Après l’interpellation mardi de dix personnes dans le cadre d’une opération antiterroriste menée en région parisienne, dans le sud de la France et en Suisse, le ministre de l’Intérieur, Gérard Collomb, a donné mercredi de nouveau détails sur ce vaste coup de filet: «Nous les avons interpellés à partir du moment où nous pensions qu’ils pouvaient passer à l’acte», a-t-il indiqué mercredi, à l’Assemblée nationale. Ces personnes participaient à un groupe de discussion de la messagerie cryptée Telegram, fréquemment utilisée par les djihadistes, dans lequel elles auraient tenu des propos inquiétants. «Ils étaient suivis depuis le mois dernier et nous regardions leur radicalisation sur les réseaux internet et ils étaient régulièrement suivis par nos services», a précisé le ministre.
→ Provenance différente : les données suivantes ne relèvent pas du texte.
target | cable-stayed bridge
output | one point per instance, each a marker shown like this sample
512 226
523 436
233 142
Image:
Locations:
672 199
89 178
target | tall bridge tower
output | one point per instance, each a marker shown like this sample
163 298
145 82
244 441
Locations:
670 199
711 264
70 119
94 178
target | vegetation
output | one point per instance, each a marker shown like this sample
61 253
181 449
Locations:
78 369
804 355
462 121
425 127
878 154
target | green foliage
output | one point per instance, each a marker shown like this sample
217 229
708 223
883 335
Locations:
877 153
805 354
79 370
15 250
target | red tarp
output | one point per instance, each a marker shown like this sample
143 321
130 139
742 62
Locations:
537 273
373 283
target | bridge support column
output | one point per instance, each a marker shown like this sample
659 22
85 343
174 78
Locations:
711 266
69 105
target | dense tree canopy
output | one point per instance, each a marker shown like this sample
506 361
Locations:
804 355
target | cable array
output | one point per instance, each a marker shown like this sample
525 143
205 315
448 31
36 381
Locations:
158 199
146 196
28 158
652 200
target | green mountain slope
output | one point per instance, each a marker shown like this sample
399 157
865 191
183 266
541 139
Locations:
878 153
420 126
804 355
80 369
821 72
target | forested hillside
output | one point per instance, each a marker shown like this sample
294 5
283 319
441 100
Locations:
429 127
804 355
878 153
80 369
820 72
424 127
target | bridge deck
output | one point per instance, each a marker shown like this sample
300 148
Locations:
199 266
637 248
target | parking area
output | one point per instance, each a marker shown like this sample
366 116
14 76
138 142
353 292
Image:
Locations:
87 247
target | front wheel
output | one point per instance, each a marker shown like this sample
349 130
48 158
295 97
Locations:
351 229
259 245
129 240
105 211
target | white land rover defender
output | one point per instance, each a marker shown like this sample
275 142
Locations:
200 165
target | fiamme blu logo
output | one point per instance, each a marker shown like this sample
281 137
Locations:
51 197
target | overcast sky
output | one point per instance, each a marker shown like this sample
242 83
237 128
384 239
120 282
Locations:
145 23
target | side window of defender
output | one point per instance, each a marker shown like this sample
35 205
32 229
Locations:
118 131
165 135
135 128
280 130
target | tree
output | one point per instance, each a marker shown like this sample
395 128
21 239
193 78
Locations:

Neuf individus, âgés de 18 à 65 ans, majoritairement connus des services de renseignement, ont été arrêtés mardi matin à Aix-en-Provence, à Menton ainsi que dans le Val-de-Marne et en Seine-Saint-Denis. Parmi les personnes arrêtées figurent également deux frères, interpellés dans les Alpes-Maritimes. Une ressortissante colombienne de 23 ans a par ailleurs été arrêtée lors des perquisitions dans les cantons de Neuchâtel et de Vaud, en Suisse.

Ces opérations ont été menées dans le cadre d’une information judiciaire ouverte en juillet, visant des faits susceptibles d’être qualifiés «d’association de malfaiteurs terroriste criminelle et provocation directe à la commission d’un acte de terrorisme par un moyen de communication au public en ligne». «L’enquête doit désormais établir la nature exacte du projet qu’ils fomentaient et permettre d’évaluer le degré de dangerosité exact des individus interpellés», a poursuivi Gérard Collomb, précisant que des auditions étaient en cours ainsi qu’un «important travail d’exploitation informatique et téléphonique».